The Gates of the Baltic

The Marriage of Wine and Grain

Five Star Asti

Noblesse oblige

NOBLESSE OBLIGE

Having reached this point in our history of a company that is not atypical in the current landscape of the Italian economy, we may well wonder whether there exists a cultural context in which to place this manner of corporate behavior, which we might describe as a kind of family-corporate innovative process.
Since the devastating floods of 1948 and 1994 entirely destroyed the company's archives, as we have mentioned, we are unable to offer a "historic" response to this question. Still, something can be discerned from the way that the present company leadership has reacted to the fact that Bosca has remained one of the very few—in Italy and Europe—of the great, "historic" companies to survive, under the control of the original founding family.
This situation may have inspired the company's innovative approach, but it also shaped its view of commitments outside of the realm of business. Because of its long history, the Bosca company has become a point of confluence among the several generations of the town of Canelli. Most of the town's inhabitants have had relationships of some sort—work, friendship, interests, or education—with the company. And so it was natural that the Foresteria Bosca, once a complex of buildings that served at once as factory, residence, and cellars, should be transformed into a civic center, where old and new generations gathered and interacted.
The Foresteria nowadays serves as a conference center, an art museum, a venue for private and public events of all sorts, managed by the Luigi Bosca Center for Culture and the Arts, under the supervision of Arabella Bosca. The Center works to encourage the culture of wine, through the interaction of various forms of knowledge and disciplines, in an understated manner as is traditional in Piedmont. In conjunction there is a publishing house, which creates small books that treat local history and art. The old plant adjacent to the Foresteria has been preserved in the precise state in which it stopped production, in 1961: more than a simple museum of enology, it is a monument to the history of spumante. In the cellars, the largest ones in Italy, spumante is still made with the same methods used by the first Luigi Bosca: it is not a business but a way of commemorating and handing down a tradition.
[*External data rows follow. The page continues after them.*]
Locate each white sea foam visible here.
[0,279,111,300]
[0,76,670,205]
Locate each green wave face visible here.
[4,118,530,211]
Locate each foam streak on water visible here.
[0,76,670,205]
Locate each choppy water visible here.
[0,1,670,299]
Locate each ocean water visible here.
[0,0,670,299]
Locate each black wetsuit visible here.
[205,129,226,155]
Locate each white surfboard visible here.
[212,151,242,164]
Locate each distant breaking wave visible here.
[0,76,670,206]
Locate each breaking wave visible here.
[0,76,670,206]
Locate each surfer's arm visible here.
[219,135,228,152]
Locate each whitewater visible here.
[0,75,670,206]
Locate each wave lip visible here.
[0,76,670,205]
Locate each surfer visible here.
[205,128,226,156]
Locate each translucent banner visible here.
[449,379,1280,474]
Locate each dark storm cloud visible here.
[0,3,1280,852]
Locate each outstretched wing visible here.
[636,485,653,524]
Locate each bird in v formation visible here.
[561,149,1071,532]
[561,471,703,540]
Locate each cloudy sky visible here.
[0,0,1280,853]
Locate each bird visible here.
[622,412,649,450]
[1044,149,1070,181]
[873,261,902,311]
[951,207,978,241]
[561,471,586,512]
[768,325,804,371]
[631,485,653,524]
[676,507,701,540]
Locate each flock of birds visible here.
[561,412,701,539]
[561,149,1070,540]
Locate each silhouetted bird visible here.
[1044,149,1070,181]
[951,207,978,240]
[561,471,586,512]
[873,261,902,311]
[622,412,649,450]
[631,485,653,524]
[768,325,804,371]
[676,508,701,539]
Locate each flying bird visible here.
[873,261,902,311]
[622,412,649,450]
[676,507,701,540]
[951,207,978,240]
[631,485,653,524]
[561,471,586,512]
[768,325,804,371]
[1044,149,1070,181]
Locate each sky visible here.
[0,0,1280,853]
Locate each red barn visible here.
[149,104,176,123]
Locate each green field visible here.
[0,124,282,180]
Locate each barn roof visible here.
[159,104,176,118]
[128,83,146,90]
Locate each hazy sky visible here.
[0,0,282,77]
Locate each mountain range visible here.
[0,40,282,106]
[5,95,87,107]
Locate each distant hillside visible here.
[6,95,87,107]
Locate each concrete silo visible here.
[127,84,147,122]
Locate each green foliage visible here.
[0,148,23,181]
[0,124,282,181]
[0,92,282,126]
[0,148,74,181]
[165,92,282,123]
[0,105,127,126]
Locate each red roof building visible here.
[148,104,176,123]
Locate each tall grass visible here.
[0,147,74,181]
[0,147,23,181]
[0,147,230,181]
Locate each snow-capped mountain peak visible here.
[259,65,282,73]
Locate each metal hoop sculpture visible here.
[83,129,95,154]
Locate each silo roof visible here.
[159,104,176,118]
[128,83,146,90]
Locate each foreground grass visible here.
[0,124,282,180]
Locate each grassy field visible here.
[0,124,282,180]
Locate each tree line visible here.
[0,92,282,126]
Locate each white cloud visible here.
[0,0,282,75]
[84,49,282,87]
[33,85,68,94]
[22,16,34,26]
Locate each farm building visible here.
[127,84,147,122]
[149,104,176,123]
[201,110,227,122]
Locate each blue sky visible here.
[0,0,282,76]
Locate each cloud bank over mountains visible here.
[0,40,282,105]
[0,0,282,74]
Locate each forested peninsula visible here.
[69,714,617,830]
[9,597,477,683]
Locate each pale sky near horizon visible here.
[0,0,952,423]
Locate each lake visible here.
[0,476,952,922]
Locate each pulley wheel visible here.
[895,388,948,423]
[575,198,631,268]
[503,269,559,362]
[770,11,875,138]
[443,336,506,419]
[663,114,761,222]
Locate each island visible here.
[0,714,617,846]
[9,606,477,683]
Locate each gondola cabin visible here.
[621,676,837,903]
Art Gallery in the CellarsThousands of visitors tour the Foresteria every year: celebrities take part in the cultural events; foreign tourists come to Canelli, attracted by the allure of two centuries of history; idlers and kids from the local schools and colleges have taken to using it as a gathering spot.
Physically distant from Canelli, but close in thought and activity, the Bosca family pursues activities that have little to do with spumante, save for the bubbly sense of adventure.
The traditional family passion for horses was inherited by Edoardo Bosca, general manager of the company who developed the Allevamento Bosca (or Bosca Stables) at Castelnuovo Calcea and has shown the family flag, as it were, on various turfs and at various meets. Edoardo Bosca is also an enologist, and for many years was deeply involved in the technical side of the company's operations. In the Eighties he created a first aid dispensary for the local population at Nangan Tuti, on the coast of Senegal.
Luigiterzo Bosca, currently president of the company, created the Bosca Foundation in Switzerland; this foundation is responsible, among other things, for financing the Institute for Mediterranean Studies at the University of Italian-Speaking Switzerland in Lugano. First of the centers for advanced studies in this recently founded university—the only Italian-language university outside of Italy proper—the Institute for Mediterranean Studies is devoted to the study of cultural, artistic, political, and religious methodologies that can foster understanding and peaceful coexistence among the peoples of the Mediterranean, with a special focus on the Mideast.
If the industrial philosophy of the Bosca company is "what works is already obsolete," the social philosophy of the Bosca family is "we must pay back to society at least some portion of what society has given us." The moscato spumante that made the fortune of Canelli over the course of the centuries has become, through civic commitment, the safest warranty of the Bosca dedication to those ideals.